Migrantes centroamericanos esperan turno para solicitar asilo en Estados Unidos encerrados en una vieja maquila de Piedras Negras, una violenta ciudad mexicana del estado de Coahuila fronteriza con Texas. Están fuertemente resguardados por cientos de militares y policías que sólo los permiten salir en autobuses custodiados para ir a la garita a gestionar sus documentos o bien a tiendas de conveniencia a que hagan sus compras.

Son más de 1.800, algunos de los migrantes dicen sentirse agradecidos y tranquilos en ese lugar habilitado como albergue temporal. Otros no tanto, como un migrante que cuando vio que iban a ingresar nuevos compañeros les gritó desde detrás de la reja que no entraran.

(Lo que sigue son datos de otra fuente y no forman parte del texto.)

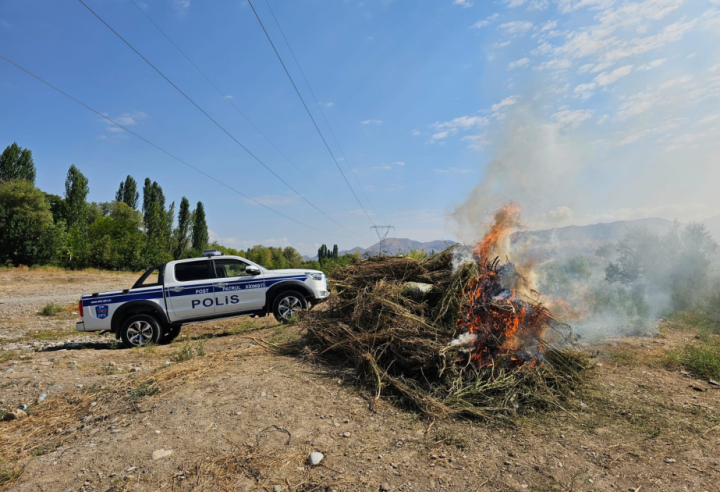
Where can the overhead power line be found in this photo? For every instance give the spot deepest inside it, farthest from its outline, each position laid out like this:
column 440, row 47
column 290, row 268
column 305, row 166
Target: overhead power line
column 213, row 120
column 308, row 111
column 322, row 113
column 107, row 118
column 229, row 100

`Yo me siento bien aquí dentro porque fuera no conozco a nadie», dijo un nicaragüense que dejó a sus hijos, esposa, madre y hermanos en su país y se dice víctima de la crisis social y política que vive su nación.

«Sabemos que es demasiado peligroso por secuestros y bandas», agregó resignado a esperar el tiempo que haga falta hasta poder cruzar a Estados Unidos y pedir asilo porque, aseguró, los nicaragüenses «no tenemos ese problema con cruzar al otro lado, somos muy bien recibidos». Este ingeniero de sistemas no quiso dar su nombre por miedo a represalias contra su familia en Nicaragua.

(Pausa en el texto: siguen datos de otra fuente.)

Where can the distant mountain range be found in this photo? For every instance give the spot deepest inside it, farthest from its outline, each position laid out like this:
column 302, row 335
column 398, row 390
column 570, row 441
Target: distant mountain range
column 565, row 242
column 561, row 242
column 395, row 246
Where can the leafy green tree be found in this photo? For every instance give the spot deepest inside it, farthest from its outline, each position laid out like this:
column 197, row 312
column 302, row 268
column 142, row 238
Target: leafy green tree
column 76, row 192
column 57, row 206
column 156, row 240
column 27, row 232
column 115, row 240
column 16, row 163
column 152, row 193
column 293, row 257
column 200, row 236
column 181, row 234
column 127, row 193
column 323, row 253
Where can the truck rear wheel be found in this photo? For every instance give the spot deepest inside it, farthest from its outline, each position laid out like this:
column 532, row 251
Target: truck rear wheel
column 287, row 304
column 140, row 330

En el lugar los migrantes reciben atención médica, comida, ropa y tienen acceso a internet pero no pueden salir a la calle. Solo los viajeros a los que México les dio una visa humanitaria de visitante tienen permitido dejar el lugar, informó el Instituto Nacional de Migración.

Las autoridades señalaron que se tiene a los migrantes en la maquila por su propia seguridad pero el portavoz del gobierno de Coahuila, José Borrego, también reconoció que era para evitar un intento masivo de cruzar el río Bravo.

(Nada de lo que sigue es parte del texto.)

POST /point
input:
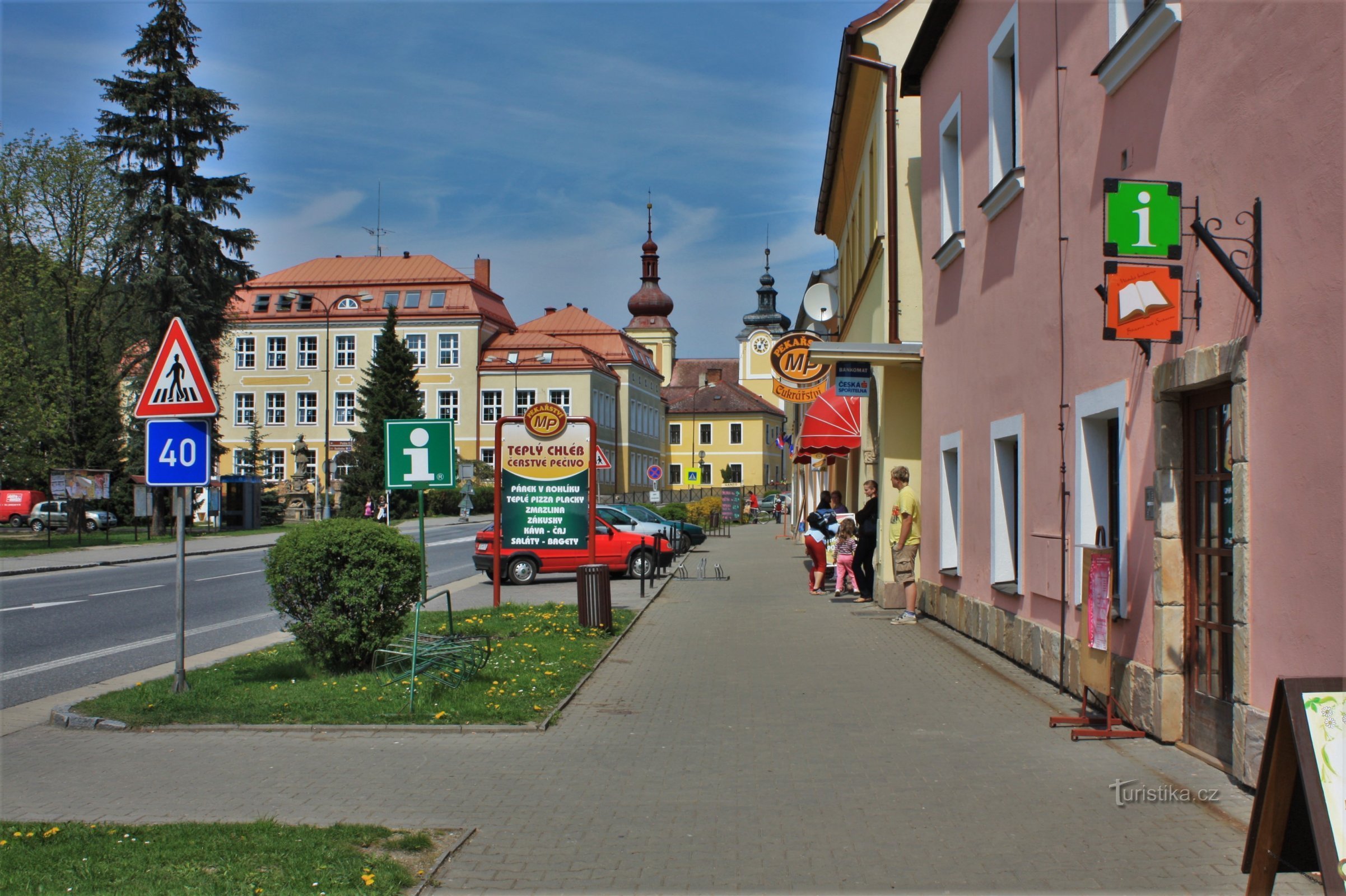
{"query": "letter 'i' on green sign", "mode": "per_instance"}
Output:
(419, 454)
(1142, 218)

El sitio está rodeado por un doble perímetro de militares, policías federales y estatales que conforman barreras humanas, además de las rejas que cercan la vieja fábrica.

Los migrantes son llevados en grupos de 15 personas a tiendas de conveniencia para que hagan sus compras y grupos de 10 ó 12 personas diariamente son trasladados ante las autoridades de migración de Estados Unidos con el fin de registrarse para pedir asilo.